An image featuring an ASML logo alongside the flags of the United States and China was taken in Brussels, Belgium, on January 4, 2024, as ASML provided insight into the potential impact of U.S. export restrictions on its advanced chip manufacturing equipment to China.
The Dutch chip equipment manufacturer disclosed in its earnings report, which was released a day early due to a technical issue, that it anticipates net sales for 2025 will be between 30 billion euros and 35 billion euros ($32.7 billion to $38.1 billion). This forecast reflects the lower end of the company’s previous guidance.
ASML plays a crucial role in the global chip supply chain, with its extreme ultraviolet lithography machines utilized by major chipmakers, including Nvidia and Taiwan Semiconductor Manufacturing, to manufacture sophisticated chips.
In the third quarter, ASML reported net sales of 7.5 billion euros, exceeding expectations, but net bookings of 2.6 billion euros ($2.83 billion) fell short of the consensus estimate of 5.6 billion euros.
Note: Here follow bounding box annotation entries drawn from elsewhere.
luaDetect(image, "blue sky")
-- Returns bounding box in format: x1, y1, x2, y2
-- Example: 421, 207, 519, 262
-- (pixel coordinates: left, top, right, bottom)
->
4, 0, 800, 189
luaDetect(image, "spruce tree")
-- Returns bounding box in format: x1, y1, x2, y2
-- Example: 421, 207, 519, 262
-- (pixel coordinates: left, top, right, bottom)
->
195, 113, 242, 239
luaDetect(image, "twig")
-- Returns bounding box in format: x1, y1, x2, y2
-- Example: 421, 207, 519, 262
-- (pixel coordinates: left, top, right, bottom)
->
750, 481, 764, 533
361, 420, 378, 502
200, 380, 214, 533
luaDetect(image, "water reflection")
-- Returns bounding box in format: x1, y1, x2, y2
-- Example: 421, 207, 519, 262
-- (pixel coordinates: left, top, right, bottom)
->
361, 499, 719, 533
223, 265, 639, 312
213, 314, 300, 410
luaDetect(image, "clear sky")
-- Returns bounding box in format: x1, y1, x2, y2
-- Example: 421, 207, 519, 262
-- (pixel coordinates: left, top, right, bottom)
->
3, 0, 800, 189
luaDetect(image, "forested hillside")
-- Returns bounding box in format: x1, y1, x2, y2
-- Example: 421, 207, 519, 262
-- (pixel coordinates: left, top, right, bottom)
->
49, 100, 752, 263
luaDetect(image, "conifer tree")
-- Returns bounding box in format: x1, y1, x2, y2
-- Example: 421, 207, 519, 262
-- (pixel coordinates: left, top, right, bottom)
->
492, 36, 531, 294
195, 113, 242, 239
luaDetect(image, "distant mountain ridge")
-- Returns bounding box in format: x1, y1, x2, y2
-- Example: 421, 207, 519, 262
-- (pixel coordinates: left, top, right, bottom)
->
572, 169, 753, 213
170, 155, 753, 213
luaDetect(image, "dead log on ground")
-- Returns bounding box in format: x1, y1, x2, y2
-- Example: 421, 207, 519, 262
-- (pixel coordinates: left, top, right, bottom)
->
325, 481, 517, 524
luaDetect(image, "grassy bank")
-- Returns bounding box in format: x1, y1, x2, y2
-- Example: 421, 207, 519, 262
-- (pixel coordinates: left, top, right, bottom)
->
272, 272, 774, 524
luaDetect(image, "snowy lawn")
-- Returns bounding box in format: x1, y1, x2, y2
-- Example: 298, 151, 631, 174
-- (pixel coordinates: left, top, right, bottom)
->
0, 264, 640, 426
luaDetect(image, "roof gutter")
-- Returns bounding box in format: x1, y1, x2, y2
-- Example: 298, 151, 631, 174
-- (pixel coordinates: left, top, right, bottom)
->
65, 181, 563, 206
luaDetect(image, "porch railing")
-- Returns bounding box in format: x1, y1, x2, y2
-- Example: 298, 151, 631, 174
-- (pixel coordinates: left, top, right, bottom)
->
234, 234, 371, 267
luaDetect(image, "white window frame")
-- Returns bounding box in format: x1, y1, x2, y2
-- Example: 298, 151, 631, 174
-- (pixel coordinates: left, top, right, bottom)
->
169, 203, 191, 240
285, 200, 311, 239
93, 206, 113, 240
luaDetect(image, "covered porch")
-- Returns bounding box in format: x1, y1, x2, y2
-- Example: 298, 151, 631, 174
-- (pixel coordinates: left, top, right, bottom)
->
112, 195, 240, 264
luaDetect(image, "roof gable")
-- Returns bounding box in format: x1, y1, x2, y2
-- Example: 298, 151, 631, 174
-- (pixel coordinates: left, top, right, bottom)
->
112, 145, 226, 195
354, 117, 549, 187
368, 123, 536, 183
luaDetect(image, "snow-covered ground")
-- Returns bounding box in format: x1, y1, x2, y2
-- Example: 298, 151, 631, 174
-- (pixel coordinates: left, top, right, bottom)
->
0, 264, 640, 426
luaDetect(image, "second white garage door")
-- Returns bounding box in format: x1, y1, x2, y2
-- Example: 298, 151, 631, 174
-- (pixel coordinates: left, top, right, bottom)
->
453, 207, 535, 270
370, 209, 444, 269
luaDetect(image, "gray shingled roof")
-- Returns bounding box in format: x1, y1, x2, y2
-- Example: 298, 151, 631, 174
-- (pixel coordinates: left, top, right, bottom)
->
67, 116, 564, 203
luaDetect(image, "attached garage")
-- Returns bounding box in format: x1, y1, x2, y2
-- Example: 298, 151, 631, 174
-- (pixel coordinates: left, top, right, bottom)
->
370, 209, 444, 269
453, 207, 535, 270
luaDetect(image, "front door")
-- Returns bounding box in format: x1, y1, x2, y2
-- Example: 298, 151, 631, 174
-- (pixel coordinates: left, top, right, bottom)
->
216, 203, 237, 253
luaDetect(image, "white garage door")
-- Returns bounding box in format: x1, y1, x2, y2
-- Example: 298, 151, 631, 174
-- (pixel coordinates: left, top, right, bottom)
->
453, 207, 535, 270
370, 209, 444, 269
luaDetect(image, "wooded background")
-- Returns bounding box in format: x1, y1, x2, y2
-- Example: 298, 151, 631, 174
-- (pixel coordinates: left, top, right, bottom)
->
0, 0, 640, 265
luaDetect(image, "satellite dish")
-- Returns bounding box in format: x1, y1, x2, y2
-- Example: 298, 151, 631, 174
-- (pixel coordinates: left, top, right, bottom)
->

Following this news, ASML’s stock price dropped by as much as 16%, resulting in a loss of over $50 billion in market capitalization in just one day.
The disappointing bookings have been attributed to weaknesses among certain customers, including Intel and Samsung. Additionally, ASML indicated that geopolitical tensions are influencing its outlook for 2025.
Roger Dassen, ASML’s chief financial officer, addressed analysts, noting expectations of a decline in sales to China next year due to U.S. export limitations. He stated, “We all read newspapers, right? We all see that there is speculation around export control… That is a driver for us to take a more cautious view on the China sales.”
UBS analysts indicated that ASML’s revised 2025 projections were primarily due to delays in the development of new logic fabrication facilities by Intel and Samsung, suggesting that sales to China could decrease by 25% to 30% in 2025.